BHP Billiton demerged with South 32 in 2015 which even following its demerger. BHP is the largest diversified miner in the world and the largest company measured by market capitalization listed on the ASX. BHP shares are also quoted on the New York Stock Exchange and London Stock Exchange (BHP LSE and BHP NYSE)
The separation of the company allowed BHP to focus on a portfolio of top tier lowest cost base assets. Covering a selected number of commodity where it sees a future.
There has been no sign of recovery in China. The shift in lower level of growth at 6.5% for the rest of the decade reinforces the commodity super cycle idea was a dream rather than the reality.
BHP Dividend Dates 2017
Interim Ex-Dividend Date: 9 March 2017
Interim Record Date: 10 March 2017
Interim Dividend Payment Date: 28 March 2017
In the last 24 months, the key commodities for BHP from Copper, Iron Ore and Oil have come off the super cycle highs. The decline in the Australian dollar was a favorable tailwind which has also come to an end.
Samarco Mine disaster in Brazil could not have come at a worse time for BHP. It adds further pressure on the company in managing the possibility of lower for longer commodity price environment.
Samarco Mine is a Joint Venture between BHP and Vale. It generated around 5% of EBIT for BHP with a long mine life of 30 plus years. After tax charge write off made totaled $858 million USD. This equate to total value of the asset on the company’s balance sheet.

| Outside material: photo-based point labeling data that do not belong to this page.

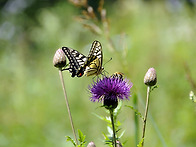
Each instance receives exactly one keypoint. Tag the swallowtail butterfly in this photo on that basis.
(80, 65)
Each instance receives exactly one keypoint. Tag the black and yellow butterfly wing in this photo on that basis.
(118, 75)
(76, 61)
(93, 64)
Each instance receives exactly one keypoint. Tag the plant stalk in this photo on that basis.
(113, 127)
(146, 113)
(68, 108)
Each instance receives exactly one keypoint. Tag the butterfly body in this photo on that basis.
(81, 65)
(76, 60)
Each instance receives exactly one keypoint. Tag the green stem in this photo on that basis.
(146, 113)
(113, 127)
(136, 122)
(68, 108)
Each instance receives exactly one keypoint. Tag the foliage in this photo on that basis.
(136, 34)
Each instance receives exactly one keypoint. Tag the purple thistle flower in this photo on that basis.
(110, 90)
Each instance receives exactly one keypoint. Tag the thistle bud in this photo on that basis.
(59, 59)
(91, 144)
(150, 78)
(118, 144)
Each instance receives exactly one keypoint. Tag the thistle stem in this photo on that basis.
(146, 113)
(113, 127)
(136, 121)
(68, 108)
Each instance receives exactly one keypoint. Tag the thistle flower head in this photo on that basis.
(110, 90)
(59, 59)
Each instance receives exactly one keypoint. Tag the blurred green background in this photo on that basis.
(143, 34)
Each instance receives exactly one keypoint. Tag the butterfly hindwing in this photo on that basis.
(93, 65)
(76, 61)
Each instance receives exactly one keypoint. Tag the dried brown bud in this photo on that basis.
(118, 144)
(91, 144)
(150, 78)
(59, 59)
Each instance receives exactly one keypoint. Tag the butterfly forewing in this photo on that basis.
(76, 60)
(94, 60)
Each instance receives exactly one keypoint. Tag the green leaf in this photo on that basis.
(140, 144)
(81, 136)
(136, 111)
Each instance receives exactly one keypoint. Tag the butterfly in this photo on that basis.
(76, 60)
(80, 65)
(93, 64)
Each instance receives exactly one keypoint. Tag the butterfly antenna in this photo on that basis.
(107, 61)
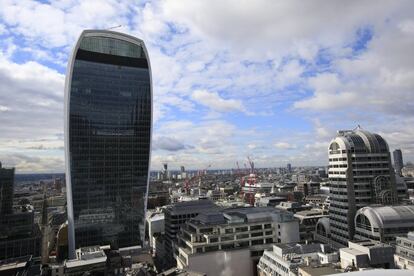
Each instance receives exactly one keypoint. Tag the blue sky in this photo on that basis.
(273, 80)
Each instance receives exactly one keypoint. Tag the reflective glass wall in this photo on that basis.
(108, 139)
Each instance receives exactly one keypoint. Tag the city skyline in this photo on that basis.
(108, 119)
(270, 80)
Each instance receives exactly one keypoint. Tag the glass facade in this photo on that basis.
(109, 132)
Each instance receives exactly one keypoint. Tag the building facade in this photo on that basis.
(108, 114)
(383, 223)
(286, 259)
(19, 234)
(176, 215)
(398, 161)
(366, 254)
(360, 173)
(232, 241)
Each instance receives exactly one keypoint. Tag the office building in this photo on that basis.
(398, 161)
(360, 174)
(19, 234)
(307, 222)
(366, 254)
(286, 259)
(404, 252)
(383, 223)
(176, 215)
(108, 113)
(231, 241)
(6, 190)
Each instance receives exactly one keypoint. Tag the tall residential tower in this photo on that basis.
(108, 115)
(360, 174)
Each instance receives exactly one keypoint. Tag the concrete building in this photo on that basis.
(108, 126)
(292, 206)
(307, 222)
(177, 215)
(155, 224)
(367, 254)
(233, 240)
(319, 200)
(6, 190)
(286, 259)
(318, 270)
(360, 174)
(19, 234)
(404, 252)
(398, 161)
(383, 223)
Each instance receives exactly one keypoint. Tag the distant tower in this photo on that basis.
(398, 161)
(360, 174)
(165, 171)
(45, 230)
(108, 126)
(6, 190)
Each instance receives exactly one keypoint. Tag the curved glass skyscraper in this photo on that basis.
(108, 114)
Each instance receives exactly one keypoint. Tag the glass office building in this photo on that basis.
(108, 114)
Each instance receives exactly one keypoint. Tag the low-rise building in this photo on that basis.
(307, 222)
(367, 254)
(383, 223)
(293, 207)
(232, 241)
(285, 259)
(404, 252)
(318, 270)
(175, 216)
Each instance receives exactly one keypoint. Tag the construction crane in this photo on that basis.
(251, 163)
(192, 180)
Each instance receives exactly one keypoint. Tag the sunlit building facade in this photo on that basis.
(360, 174)
(108, 115)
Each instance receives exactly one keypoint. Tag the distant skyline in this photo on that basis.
(273, 80)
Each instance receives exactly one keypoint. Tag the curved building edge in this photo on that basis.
(68, 82)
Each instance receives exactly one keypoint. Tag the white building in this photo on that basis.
(384, 223)
(230, 242)
(360, 174)
(404, 252)
(285, 259)
(367, 254)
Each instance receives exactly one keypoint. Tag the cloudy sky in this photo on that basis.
(270, 79)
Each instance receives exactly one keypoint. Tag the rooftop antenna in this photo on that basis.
(114, 27)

BHP share price today has barely recovered because there are still a number of issues relating to the disaster going forward:
- Total cost inclusive of clean up and penalties
- There will be a drawn out legal process before the final number is finalized due to politicization of the disaster by Brazilian government.
- Impact on the removal of not only current production but also future growth pipeline
BHP management should applauded in addressing the issue head on and working with the authorities in assisting the initial search and rescue as well as providing operational support.
BHP Dividend – Rebased for sustainability.
The original goal of the BHP progressive dividend policy is to reward shareholders with a gradual year on year increase in dividend. While there are no doubt that like RIO, BHP holds some of the best assets in each of the main commodity it operates in.
Unlike bank dividend policy like NAB and ANZ. We were skeptical if it is appropriate for a mining company to institute a fixed commitment year in and year out for what is a cyclical industry.
The fall in commodity prices and associated decline in earnings means that debt have to be raised to pay for dividend at the bottom of the cycle when the investment return is the highest. This is not conductive for the BHP share price in the long run.
In early 2016, the management decided given the weak commodity price context the policy is no long sustainable. It introduced new criteria for dividend payments based on:
Annual dividends paid is set at a minimum of 50% of underlying profit
- At least USD $0.04 per share
- additional USD $0.12 per share announced by the board covering the most recent payment period.
Chart above shows the 10 year history of dividend per share paid by BHP. The amount in the chart are in Australian dollars. Important to note that the above chart does not include amount used for share buy backs or franking credit per share.
A deteriorating forward commodity price curve coupled with a weak balance sheet capped BHP share price. Upward 45 degree trendline only looks good if there is no cliff at the end of it.
BHP Share Price Forecast
We expect the company to under perform the broader mining sector for the foreseeable future. The weakness can be attributed to uncertainty regarding Samarco clean up cost, sub optimal balance sheet and exposure to the volatile oil price.
Standard and Poors downgraded BHP credit from A+ to A. If commodity price remains weak at this level then there could be further cuts in the dividend or cut capital expenditure to maintain the balance sheet at investment grade rating.
This is why we prefer Rio Tinto over BHP out of the large diversified miners. Rio’s management does not have to make such harsh decision because they learned the mistake from last commodity downturn during GFC. Balance sheet is king.